Der Erlass zur Wiedereinführung dieser Auszeichnung entspricht in keiner Weise den realen Verhältnissen im modernen Russland. Denn im Durchschnitt hat eine „Großfamilie“ [Anm.: „Mehrkindfamilie“ oder многодетная семья auf Russisch] 3,3 Kinder, und in ganz Russland gibt es bei einer Gesamtbevölkerung von 144 Millionen nur 100.000 Familien mit fünf oder mehr Kindern. Allerdings sind laut Aussage von Wissenschaftler:innen die staatlichen statistischen Daten wenig zuverlässig sind. Parallel dazu wird in Russland bereits seit 2008 der „Staatsorden für elterlichen Ruhm“ an Familien verliehen, die fünf oder mehr Kinder großziehen. Damit folgt Russland dem Beispiel anderer postsowjetischer Staaten, die ebenfalls Auszeichnungen aus der Sowjetzeit für Mütter, die viele Kinder zur Welt bringen, wiedereingeführt haben. So gibt es in Weißrussland seit 1995 einen „Mutterorden“ [ордэн Маці] für fünf oder mehr Kinder, und in Kasachstan erhalten Mütter von sechs bzw. sieben Kindern seit 1996 den „Goldenen Anhänger“ [Алтын алқа] bzw. „Silbernen Anhänger“ [Күміс алқа]. In der Ukraine wurde im Jahr 2004 der Orden „Heldenmutter“ [Мати-героїня] für Eltern von fünf oder mehr Kindern wiedereingeführt. Darüber hinaus werden Eltern in vielen Regionen Russlands mit diversen Auszeichnungen auf regionaler Ebene bedacht.
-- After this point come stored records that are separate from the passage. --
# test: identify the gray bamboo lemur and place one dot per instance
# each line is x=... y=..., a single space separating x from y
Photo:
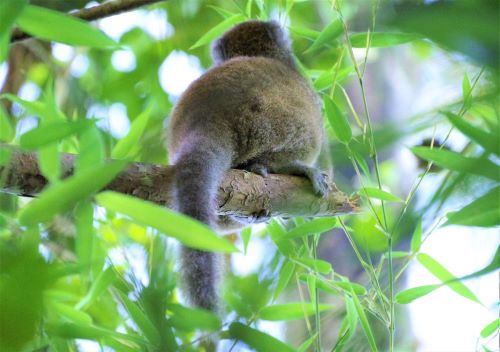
x=252 y=111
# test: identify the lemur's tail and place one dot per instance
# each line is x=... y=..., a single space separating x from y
x=199 y=169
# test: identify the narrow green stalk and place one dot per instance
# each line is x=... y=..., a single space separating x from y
x=316 y=299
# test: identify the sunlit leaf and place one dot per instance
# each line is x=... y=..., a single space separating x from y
x=140 y=318
x=34 y=107
x=338 y=120
x=364 y=322
x=291 y=311
x=257 y=340
x=87 y=331
x=190 y=232
x=51 y=132
x=416 y=239
x=69 y=313
x=65 y=194
x=49 y=162
x=128 y=145
x=216 y=31
x=285 y=275
x=411 y=294
x=60 y=27
x=437 y=20
x=84 y=221
x=457 y=162
x=101 y=284
x=466 y=91
x=489 y=141
x=316 y=264
x=327 y=36
x=379 y=194
x=304 y=32
x=9 y=11
x=489 y=329
x=381 y=39
x=6 y=130
x=484 y=211
x=444 y=275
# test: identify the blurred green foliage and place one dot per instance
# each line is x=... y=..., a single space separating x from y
x=70 y=270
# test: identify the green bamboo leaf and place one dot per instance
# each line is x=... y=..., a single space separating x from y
x=364 y=322
x=345 y=286
x=34 y=107
x=87 y=331
x=128 y=146
x=190 y=232
x=257 y=340
x=9 y=11
x=65 y=194
x=60 y=27
x=444 y=275
x=49 y=161
x=382 y=39
x=411 y=294
x=379 y=194
x=457 y=162
x=327 y=36
x=325 y=80
x=52 y=132
x=397 y=254
x=4 y=46
x=6 y=130
x=193 y=318
x=141 y=319
x=491 y=328
x=312 y=286
x=318 y=265
x=484 y=211
x=466 y=88
x=291 y=311
x=69 y=312
x=285 y=275
x=416 y=239
x=304 y=32
x=223 y=12
x=466 y=91
x=489 y=141
x=100 y=285
x=348 y=326
x=319 y=225
x=338 y=120
x=216 y=31
x=84 y=221
x=306 y=345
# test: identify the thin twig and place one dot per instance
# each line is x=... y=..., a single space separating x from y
x=107 y=9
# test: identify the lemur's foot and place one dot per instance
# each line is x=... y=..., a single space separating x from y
x=258 y=169
x=320 y=180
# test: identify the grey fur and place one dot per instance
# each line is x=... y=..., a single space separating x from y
x=252 y=111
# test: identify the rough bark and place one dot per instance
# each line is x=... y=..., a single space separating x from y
x=107 y=9
x=241 y=193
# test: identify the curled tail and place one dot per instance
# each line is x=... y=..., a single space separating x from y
x=199 y=169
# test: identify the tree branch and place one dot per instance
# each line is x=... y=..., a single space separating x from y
x=107 y=9
x=241 y=193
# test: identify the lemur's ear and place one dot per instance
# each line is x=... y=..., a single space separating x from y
x=218 y=52
x=278 y=34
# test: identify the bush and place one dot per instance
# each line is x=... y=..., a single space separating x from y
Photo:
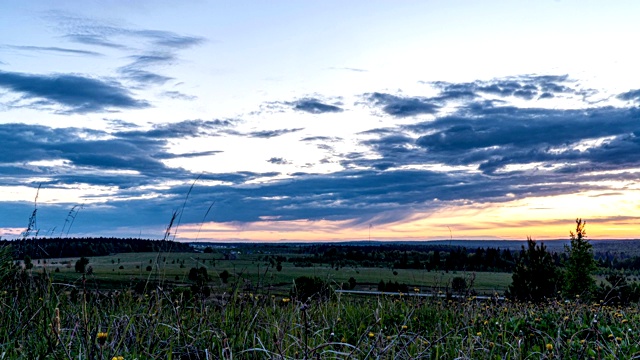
x=306 y=288
x=459 y=284
x=81 y=264
x=535 y=277
x=580 y=264
x=224 y=276
x=198 y=275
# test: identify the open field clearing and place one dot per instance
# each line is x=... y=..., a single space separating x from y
x=174 y=268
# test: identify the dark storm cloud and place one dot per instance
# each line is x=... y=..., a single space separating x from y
x=76 y=94
x=314 y=106
x=402 y=106
x=483 y=151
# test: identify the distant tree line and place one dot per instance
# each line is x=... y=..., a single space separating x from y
x=538 y=278
x=46 y=248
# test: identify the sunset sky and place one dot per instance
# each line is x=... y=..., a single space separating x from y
x=320 y=120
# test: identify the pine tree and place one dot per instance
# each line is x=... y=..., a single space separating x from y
x=580 y=264
x=536 y=276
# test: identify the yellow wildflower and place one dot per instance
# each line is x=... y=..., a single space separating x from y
x=102 y=338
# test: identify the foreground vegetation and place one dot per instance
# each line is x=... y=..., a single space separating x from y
x=225 y=305
x=42 y=319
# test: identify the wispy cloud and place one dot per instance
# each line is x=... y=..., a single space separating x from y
x=53 y=49
x=402 y=106
x=265 y=134
x=314 y=106
x=74 y=93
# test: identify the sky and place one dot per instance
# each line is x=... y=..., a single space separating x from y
x=319 y=121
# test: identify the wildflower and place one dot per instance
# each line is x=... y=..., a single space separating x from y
x=102 y=338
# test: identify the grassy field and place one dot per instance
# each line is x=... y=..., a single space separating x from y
x=52 y=312
x=122 y=268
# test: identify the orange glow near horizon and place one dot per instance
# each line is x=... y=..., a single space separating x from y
x=608 y=216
Doch selbst angesichts der äußerst geringen Zahl von Familien, die fünf (oder mehr) Kinder großziehen, erhielten im Zeitraum von 2009 bis 2021 nur ganz wenige der in Betracht kommenden Zielgruppe den „Orden für elterlichen Ruhm“ (494 Familien bzw. 0,5 %). Hingegen wurden in der UdSSR von 1944 bis 1991 mehr als 18,5 Millionen Frauen mit verschiedenen Auszeichnungen für fünf oder mehr Kinder geehrt. Der „Heldenmutterorden“ ging an mehr als 400.000 Frauen, der Orden „Ruhm der Mutter“ (in verschiedenen Abstufungen für sieben bis neun Kinder) an mehr als 5,5 Millionen und die „Medaille der Mutterschaft“ (in verschiedenen Abstufungen für fünf bis sechs Kinder) an mehr als 13 Millionen Frauen. Zum Vergleich: Laut Volkszählung 1989 lebten in der UdSSR etwa acht Millionen Frauen „zahlreicher Nationalitäten“ mit fünf oder mehr Kindern. Während in Russland im Jahresdurchschnitt nur 38 Personen mit dem „Orden für elterlichen Ruhm“ ausgezeichnet werden, waren es in der UdSSR im gesamten Zeitraum, in dem es Auszeichnungen für die Aufzucht von fünf oder mehr Kindern gab, durchschnittlich 383.333 Frauen pro Jahr. (In den ersten Monaten nach der Einführung der Orden „Heldenmutter“ und „Ruhm der Mutter“ erhielten 88 Frauen die jeweiligen Auszeichnungen.)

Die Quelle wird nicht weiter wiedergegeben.